Sul21 – E como tem sido a atuação do Judiciário nos casos de estupro? Ele tem sido ágil e efetivado esse direito?
Télia Negrão – Se for com base na violência, tem uma legislação que garante a mulher interromper essa gestação. Pela norma técnica do Ministério da Saúde que foi instituída na década de 1990, foi atualizada em 2004 e agora sofreu uma nova atualização, ela dispensa o boletim de ocorrência. Basta a palavra da mulher. Ela pode fazer o registro de ocorrência, e a gente até orienta, porque ela pode exigir a responsabilização porque é um crime contra a liberdade sexual. Mas se ela não quiser, ela tem o direito de ir diretamente a um serviço de saúde e informar que ela foi vítima de uma violência sexual e ela deverá ser encaminhada a um serviço especializado, no caso de Porto Alegre tem no HPV, no Hospital de Clínicas e no Grupo Hospitalar Conceição e ela vai receber não só a anticoncepção de emergência se for nas primeiras 72 horas, como a profilaxia para DST e AIDS, um aconselhamento, uma testagem de gravidez e ela pode retornar caso ela se veja grávida para fazer a interrupção. É isso que prevê a norma técnica.
Sul21 – E isso tem funcionado?
Télia Negrão – Funciona precariamente, porque esses serviços são desconhecidos das mulheres. Grande parte acha que necessariamente tem que ir na delegacia de polícia, ou elas ficam sabendo que tem esse direito depois das 72 horas, quando a anticoncepção de emergência não é efetiva. Muitas vezes ela chega no local e as pessoas não sabem orientá-la ou não querem orientá-la.

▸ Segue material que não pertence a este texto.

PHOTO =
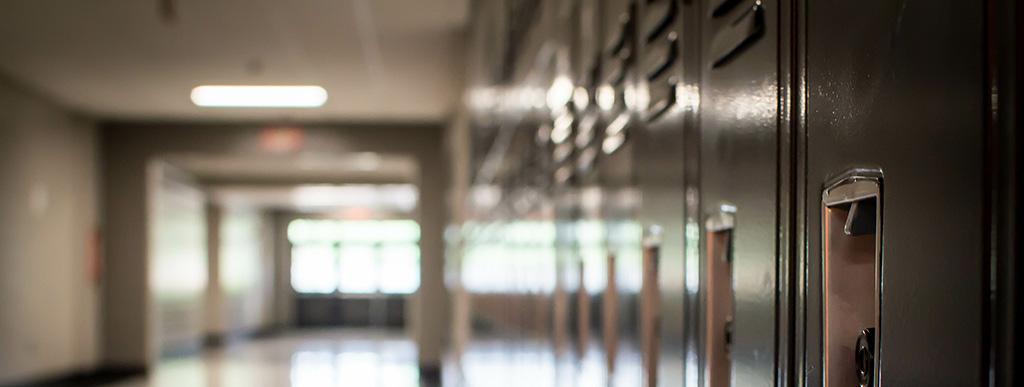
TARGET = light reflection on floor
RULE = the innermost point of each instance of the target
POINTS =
(378, 358)
(507, 363)
(318, 358)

Sul21 – Nesse ponto entra a questão da discriminação entre os profissionais de saúde que muitas não sabem lidar com essas questões.
Télia Negrão – Muitas vezes não querem lidar. Ai nós temos que separar as diversas situações. Os profissionais de saúde que estão nas unidades sanitárias ou nos serviços especializados se dividem em diversas categorias. Daqueles que realmente não têm informação porque não foram capacitados para isso, os que não conhecem a informação integral e os outros que têm toda a informação, mas que não querem fornecer às mulheres — no caso de médicos, por exemplo, alegando objeção de consciência. Agora, no caso dos serviços públicos, essa alegação serve para que o profissional não faça o procedimento, mas ele é obrigado a chamar um colega para fazer. No caso de violência sexual, ele é obrigado a fazer por que isso está no Código Penal brasileiro. No código diz que não é crime o aborto realizado para salvar a vida da gestante e quando é caso de violência sexual. A norma técnica do ministério determina como deve ser realizado e várias decisões do Conselho Federal de Medicina dizem que ele dever ser feito. Então nenhum médico pode negar a fazer este tipo de serviço. Mesmo assim a gente sabe que eles se negam a fazer. Nenhuma unidade sanitária ou hospital pode se negar a oferecer todos os elementos que compõe a atenção as mulheres, adolescentes e crianças vítimas de violência.